Melvyn Bragg's The Soldier's Return is the memorable and poignant story of Sam Richardson, a young man from rural England who has fought in the Burma campaign in World War II and who then returns home to a world totally different from the world he has left--everyone and everything has changed.
Sam has seen such atrocity that he is now harder and less willing to show a soft side. His son Joe, now five, doesn't know him. His wife has been successful working two modest jobs and does not want to give them up. Sam has been exposed to the outside world, a world which has shown him how limited his future is in the socially inflexible world of Wigton, while his wife Ellen, in contrast, has been supported by the friendships, traditions, and familiarity of this community, where she knows everyone.
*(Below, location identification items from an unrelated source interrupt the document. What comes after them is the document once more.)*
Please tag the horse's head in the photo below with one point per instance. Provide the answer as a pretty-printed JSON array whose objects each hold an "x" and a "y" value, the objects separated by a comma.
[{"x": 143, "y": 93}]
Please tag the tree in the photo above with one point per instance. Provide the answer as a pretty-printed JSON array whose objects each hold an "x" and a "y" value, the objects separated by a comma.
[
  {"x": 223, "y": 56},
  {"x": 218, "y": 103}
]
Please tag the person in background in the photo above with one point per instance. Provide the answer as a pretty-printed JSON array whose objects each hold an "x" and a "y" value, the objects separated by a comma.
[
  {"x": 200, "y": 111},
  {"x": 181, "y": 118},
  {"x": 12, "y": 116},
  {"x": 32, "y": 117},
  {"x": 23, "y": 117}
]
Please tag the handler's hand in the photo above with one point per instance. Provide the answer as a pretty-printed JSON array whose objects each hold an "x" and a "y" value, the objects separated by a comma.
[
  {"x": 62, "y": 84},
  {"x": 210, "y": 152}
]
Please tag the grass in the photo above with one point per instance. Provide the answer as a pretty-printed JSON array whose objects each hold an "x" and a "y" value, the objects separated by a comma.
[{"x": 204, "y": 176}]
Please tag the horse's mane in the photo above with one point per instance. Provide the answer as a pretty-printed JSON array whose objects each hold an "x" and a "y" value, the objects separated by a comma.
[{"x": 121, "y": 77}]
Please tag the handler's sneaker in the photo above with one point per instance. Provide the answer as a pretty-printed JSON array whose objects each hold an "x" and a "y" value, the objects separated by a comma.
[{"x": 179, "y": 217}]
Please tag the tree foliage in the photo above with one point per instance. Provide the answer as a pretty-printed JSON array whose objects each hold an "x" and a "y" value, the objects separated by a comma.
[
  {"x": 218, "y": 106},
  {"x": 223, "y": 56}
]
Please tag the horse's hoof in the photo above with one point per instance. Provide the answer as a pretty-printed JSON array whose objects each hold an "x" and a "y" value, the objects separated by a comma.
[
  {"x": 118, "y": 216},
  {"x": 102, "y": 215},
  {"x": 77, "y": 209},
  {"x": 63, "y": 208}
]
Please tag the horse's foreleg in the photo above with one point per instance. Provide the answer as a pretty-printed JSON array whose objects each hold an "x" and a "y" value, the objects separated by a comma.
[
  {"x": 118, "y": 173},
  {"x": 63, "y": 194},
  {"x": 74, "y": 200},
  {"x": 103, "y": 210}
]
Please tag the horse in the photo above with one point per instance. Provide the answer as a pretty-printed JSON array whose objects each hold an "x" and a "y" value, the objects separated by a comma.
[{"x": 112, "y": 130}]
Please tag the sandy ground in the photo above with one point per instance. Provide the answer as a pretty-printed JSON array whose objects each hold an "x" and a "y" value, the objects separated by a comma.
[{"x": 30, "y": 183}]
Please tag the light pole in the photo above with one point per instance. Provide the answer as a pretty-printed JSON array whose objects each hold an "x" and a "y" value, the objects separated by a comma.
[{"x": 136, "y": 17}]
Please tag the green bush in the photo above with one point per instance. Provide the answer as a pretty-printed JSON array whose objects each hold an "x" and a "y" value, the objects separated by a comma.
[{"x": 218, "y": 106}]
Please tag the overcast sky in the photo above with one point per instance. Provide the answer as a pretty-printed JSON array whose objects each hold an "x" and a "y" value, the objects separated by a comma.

The tensions within the family and within individual characters grow and boil over, as stiff-upper-lip-ishness comes into conflict with the human need to communicate and share, creating real drama and intensity. Bragg's written dialogue is completely natural, and his descriptions and his narrative style are simple, as is his choice of vocabulary. The reader will have no trouble following the various threads of the story while learning much about Cumbria, post-World War II social upheavals, and the kinds of personal problems that may have been typical for many other young soldiers. Mary Whipple
on 17 September 1999
This is Melvyn Bragg's best book since 'The Maid of Buttermere'. His writing brings the world of post-war Britain, and particularly post-war Cumbria to life so that, although I wasn't even born then, I felt that I was there. The characters are very well, and sympathetically, written, and I cared about them, particularly Joe, who must be one of the most attractive children in recent English literature. This book deserves to win prizes.